Walikota Banda Aceh, Aminullah Usman[Dok. readers.id]


Sementara itu dihubungi terpisah, Direktur Jaringan Survei Inisiatif (JSI)Ratnalia Indrasari, menyatakan bahwa tambahan penghasilan bagi kepala daerah tersebut sebenarnya sudah diatur dalam ketentuan peraturan perundang undangan.   Pedomannya adalah pada Peraturan Pemerintah Nomor 109 Tahun 2000 tentang Kedudukan Keuangan Kepala Daerah dan Wakil Kepala Daerah (“PP 109/2000”).

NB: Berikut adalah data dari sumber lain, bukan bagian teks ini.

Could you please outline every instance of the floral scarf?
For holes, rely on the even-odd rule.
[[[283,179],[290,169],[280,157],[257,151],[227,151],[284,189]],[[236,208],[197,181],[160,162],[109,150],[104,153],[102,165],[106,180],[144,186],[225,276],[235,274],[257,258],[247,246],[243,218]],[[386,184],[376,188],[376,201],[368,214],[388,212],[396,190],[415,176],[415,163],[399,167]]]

Dalam Pasal 4  ayat 1 PP 109  Tahun 2000 disebutkan Kepala Daerah dan Wakil Kepala Daerah diberikan gaji, yang terdiri dari gaji pokok, tunjangan jabatan, dan tunjangan lainnya. Kemudian Dalam Pasal 8 PP 109  Tahun 2000 disebutkan untuk pelaksanaan tugas tugas kepada Kepala Daerah dan Wakil Kepala Daerah negara menyediakan sejumlah biaya, diantara disediakan biaya rumah tangga, biaya pembelian inventaris rumah jabatan, biaya Pemeliharaan Rumah Jabatan dan barang barang inventaris, biaya pemeliharaan kendaraan dinas, biaya pemeliharaan kesehatan, biaya Perjalanan Dinas, biaya Pakaian Dinas, biaya penunjang operasional.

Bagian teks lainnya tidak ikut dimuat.